Researchers Begin the Early Stages of Creating a Brain-like Computing Chip
Contrary to popular belief among your mates, the human brain is far ahead of even the world’s most advanced computers because of our unique ability to process and store information in the same place. Our brain contains a million-billion synapses or connections between neurons.
Computers resembling the human brain is no longer just a plot point you might find in one of your science fiction films. Though the journey to creating technology that functions as a brain is still a very long one, researchers from the University of Münster have developed a light-based brain-like computing chip that could lay the framework for this future brain-based technology.
Technology that Functions like a Brain
Nevertheless, an international team from the Universities of Münster, Oxford, and Exeter, have succeeded in developing a chip that contains a network of artificial neurons that works with light and can imitate the behavior of neurons and their synapses.
What is interesting is that the researchers were able to demonstrate that this optical neurosynaptic network is able to learn from information and use that same information for computing and recognizing patterns.
As mentioned by Prof. Wolfram Pernice from Münster University and lead partner in the study, "This integrated photonic system is an experimental milestone. The approach could be used later in many different fields for evaluating patterns in large quantities of data, for example in medical diagnoses."
A Light-Based Chip
Though the technology itself is still very much in its infancy, it has researchers excited for many different reasons.

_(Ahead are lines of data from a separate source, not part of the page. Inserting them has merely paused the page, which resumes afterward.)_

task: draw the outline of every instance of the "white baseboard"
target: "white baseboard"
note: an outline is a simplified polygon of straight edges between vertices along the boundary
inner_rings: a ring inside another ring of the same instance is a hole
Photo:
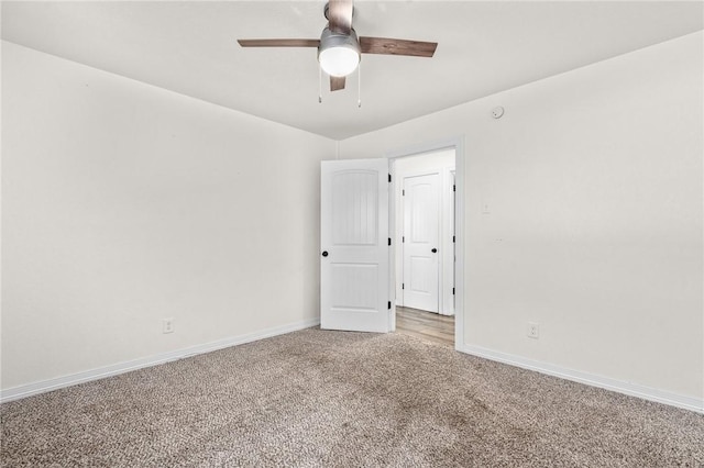
[[[516,355],[495,352],[492,349],[483,348],[481,346],[464,345],[460,347],[459,350],[471,354],[473,356],[483,357],[485,359],[508,364],[510,366],[516,366],[528,370],[535,370],[541,374],[547,374],[548,376],[559,377],[587,386],[598,387],[630,397],[638,397],[644,400],[669,404],[671,406],[678,406],[684,410],[704,414],[704,399],[684,397],[681,394],[658,390],[651,387],[639,386],[636,383],[625,382],[623,380],[616,380],[608,377],[572,370],[539,360],[532,360]]]
[[[184,359],[186,357],[196,356],[204,353],[228,348],[230,346],[242,345],[245,343],[256,342],[258,339],[272,336],[283,335],[304,328],[309,328],[320,324],[320,319],[310,319],[301,322],[290,323],[283,326],[262,330],[244,335],[232,336],[230,338],[219,339],[217,342],[205,343],[202,345],[189,346],[183,349],[176,349],[168,353],[162,353],[155,356],[144,357],[140,359],[119,363],[111,366],[100,367],[98,369],[87,370],[85,372],[73,374],[70,376],[58,377],[55,379],[43,380],[41,382],[29,383],[25,386],[13,387],[0,392],[0,403],[22,398],[31,397],[37,393],[44,393],[91,380],[103,379],[106,377],[117,376],[119,374],[129,372],[131,370],[142,369],[144,367],[157,366],[160,364],[172,360]]]

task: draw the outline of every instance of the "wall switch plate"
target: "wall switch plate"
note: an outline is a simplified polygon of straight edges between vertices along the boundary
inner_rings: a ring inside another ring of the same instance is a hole
[[[538,339],[540,337],[540,325],[537,323],[528,322],[528,337]]]

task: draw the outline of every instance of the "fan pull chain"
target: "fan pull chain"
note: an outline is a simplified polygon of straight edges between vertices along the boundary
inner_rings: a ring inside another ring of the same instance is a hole
[[[318,64],[318,103],[322,103],[322,67]]]
[[[358,65],[356,73],[356,107],[362,108],[362,60]]]

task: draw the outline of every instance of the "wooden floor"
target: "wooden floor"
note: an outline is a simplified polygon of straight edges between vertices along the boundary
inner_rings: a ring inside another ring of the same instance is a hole
[[[454,315],[397,307],[396,333],[454,348]]]

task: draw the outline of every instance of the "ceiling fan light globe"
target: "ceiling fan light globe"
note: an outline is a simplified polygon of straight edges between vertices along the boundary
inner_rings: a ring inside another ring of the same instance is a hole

In the study, the scientists succeeded for the first time in merging many nanostructures phase-change materials into one neurosynaptic network. What does this mean?
Their light-based chip contains four artificial neurons and a total of 60 synapses. To test the chip, researchers fed the chip information using light pulses with two different algorithms of machine learning. Again the system was able to learn through example and generalize them.
"Our system has enabled us to take an important step towards creating computer hardware which behaves similarly to neurons and synapses in the brain and which is also able to work on real-world tasks, says Pro. Wolfram
"By working with photons instead of electrons we can exploit to the full the known potential of optical technologies -- not only in order to transfer data, as has been the case so far, but also in order to process and store them in one place."